Connection Between TMJ (Temporomandibular Joint) Disorders and OSA (Obstructive Sleep Apnea), Featuring Dr. Steve Lawson of the TMJ and Sleep Therapy Centre in Winnipeg, Canada
Dr. Steve Lawson says that he cannot treat TMJ pain, or temporomandibular joint, without understanding what's going on at night and managing the airway. For his patients, at the TMJ and Sleep Therapy Centre in Winnipeg, Canada, 70% of their symptoms are a function of what's going on at night. If Dr. Lawson is aware of what's going on while the patient is asleep and why they are clenching their jaw, he can manage these TMJ patients better and more effectively.
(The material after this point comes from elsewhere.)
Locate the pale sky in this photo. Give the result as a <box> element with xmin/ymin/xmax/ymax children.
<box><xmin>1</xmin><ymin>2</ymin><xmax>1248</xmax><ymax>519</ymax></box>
Most of the time, the clenching and grinding is from an airway issue, Dr. Lawson says. TMJ patients develop rhythmic muscular activity and Dr. Lawson explains that when the oxygen levels go down, your brain gets alerted that it wants to breath, so it pushes the mandible forward to dilate the airways -- which is exactly what an oral appliance does to treat obstructive sleep apnea. The connection, he adds, is that the clenching and grinding is probably from an airway issue.
Dr. Lawson performs an evaluation to see if a patient is a good candidate for an oral sleep appliance, which includes a jaw evaluation, as the two are completely intermingled.